The Variegated Means of Waking - Adam

the variegated means of waking.
July 9, 2010
Adam Linnard

Dogs are patrolling in angry gangs looking for mates, and then turning viciously on one another when they find one. All night this goes on and I wake periodically to threatening growls, querulous barks and defeated whimpers.

There’s a small, white, concrete mosque across the street from our house, built by Bangladeshi Peace Keepers in 2002. I heard rumours that the Imam who was there last time I was here turned out to be secretly Christian and had to leave. He had the deepest voice I’ve ever heard, which made the call to prayer in the morning sound a little like Nick Cave singing Hindi-pop. There seems to be a rotation there now. They’ve got their ace, whose got a nice, meditative melody and who only uses the megaphone at 4 in the morning when it’s necessary to rouse the worshipers from their slumber.  Sometimes they bring in a young kid, whose soft, almost feminine voice continues to surprise me whenever I hear it. And most recently they have introduced a morning wild card with a booming voice, way louder than the others, who doesn’t much waste his energy on intonation. He’s my least favourite. He’s my Empire Burlesque.

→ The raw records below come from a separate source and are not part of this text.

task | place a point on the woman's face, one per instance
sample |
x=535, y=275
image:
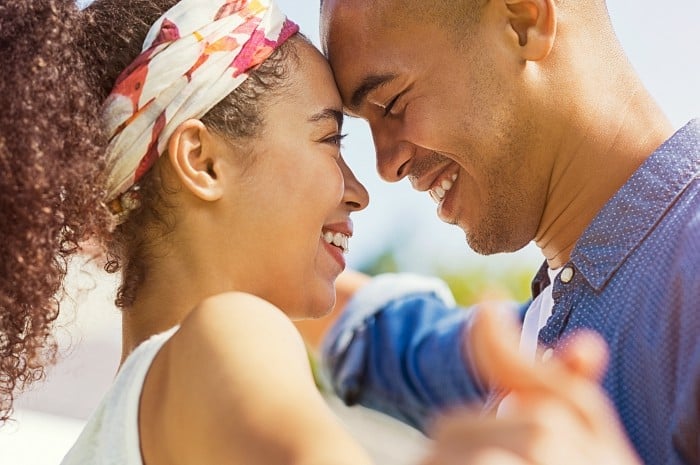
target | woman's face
x=290, y=208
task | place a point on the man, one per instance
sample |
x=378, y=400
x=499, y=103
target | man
x=525, y=122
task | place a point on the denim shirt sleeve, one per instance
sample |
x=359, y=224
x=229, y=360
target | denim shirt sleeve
x=397, y=349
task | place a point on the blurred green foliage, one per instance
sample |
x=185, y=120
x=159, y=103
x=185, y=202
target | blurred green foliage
x=469, y=284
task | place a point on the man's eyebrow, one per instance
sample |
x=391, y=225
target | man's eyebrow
x=367, y=85
x=328, y=113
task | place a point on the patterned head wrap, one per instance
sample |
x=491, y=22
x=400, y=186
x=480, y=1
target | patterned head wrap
x=196, y=54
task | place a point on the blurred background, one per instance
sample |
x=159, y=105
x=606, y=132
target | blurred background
x=399, y=231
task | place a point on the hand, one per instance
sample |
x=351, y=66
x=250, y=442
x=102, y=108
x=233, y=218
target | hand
x=556, y=413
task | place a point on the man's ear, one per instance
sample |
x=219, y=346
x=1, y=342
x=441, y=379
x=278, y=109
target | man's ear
x=534, y=22
x=195, y=160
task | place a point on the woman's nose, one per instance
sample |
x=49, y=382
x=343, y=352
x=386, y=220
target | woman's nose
x=355, y=196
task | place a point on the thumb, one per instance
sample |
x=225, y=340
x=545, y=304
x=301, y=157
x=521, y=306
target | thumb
x=585, y=354
x=494, y=343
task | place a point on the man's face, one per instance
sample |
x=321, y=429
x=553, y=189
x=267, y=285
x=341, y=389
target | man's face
x=456, y=119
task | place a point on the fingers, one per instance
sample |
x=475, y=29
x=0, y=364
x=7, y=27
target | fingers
x=494, y=339
x=572, y=380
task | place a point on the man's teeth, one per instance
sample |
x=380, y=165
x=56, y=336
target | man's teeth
x=438, y=192
x=337, y=239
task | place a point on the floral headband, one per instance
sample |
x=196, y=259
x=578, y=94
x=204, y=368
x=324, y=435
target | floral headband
x=196, y=54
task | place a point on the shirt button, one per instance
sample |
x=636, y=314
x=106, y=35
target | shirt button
x=567, y=274
x=547, y=354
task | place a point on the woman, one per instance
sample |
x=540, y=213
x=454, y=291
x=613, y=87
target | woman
x=48, y=148
x=231, y=208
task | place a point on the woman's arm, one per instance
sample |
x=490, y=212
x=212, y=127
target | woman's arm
x=234, y=386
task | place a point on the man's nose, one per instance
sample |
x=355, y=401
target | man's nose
x=393, y=154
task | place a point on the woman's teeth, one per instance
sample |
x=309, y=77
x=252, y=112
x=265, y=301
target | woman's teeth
x=337, y=239
x=438, y=192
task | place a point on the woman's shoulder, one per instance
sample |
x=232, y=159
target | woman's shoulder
x=230, y=358
x=232, y=330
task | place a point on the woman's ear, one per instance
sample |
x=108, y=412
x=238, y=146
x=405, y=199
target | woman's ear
x=195, y=160
x=534, y=22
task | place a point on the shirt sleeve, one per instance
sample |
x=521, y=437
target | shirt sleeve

I’m thinking about this because I’m in Freetown right now, and it’s Friday. The mosque down the road has been singing for a couple hours now, and it is decidedly pleasant. I’m in the Big Hazy to meet with a woman from the Big Smoke, who’s here for Street Kids to talk about the possibility of working on a pilot project to improve financial literacy and access for youth. While I’m here I will continue brainstorming a future peace building project with the CAUSE Sierra Leone Peace Project Coordinator, Daniel N’bompa-Turay. It’s intended to be a progression from the Peace Building Project that ended with the conference in May.

I am taking advantage of this opportunity to continue my residency at the National Stadium Hostel, where the dogs are complacent and there is no nearby mosque, but where the bed is so sunken I feel like I’m sleeping in a hammock.

Here’s a photo from Kamakwie, during a meeting we had about expanding our program there. It may be unrelated to the rest of my blog, but it’s a more interesting photo than the one of my hostel room. Be thankful for my willing irrelevance. 


I have a pretty standardized system for signing off letters but am unaware of any such formalities for blogs. That’s all.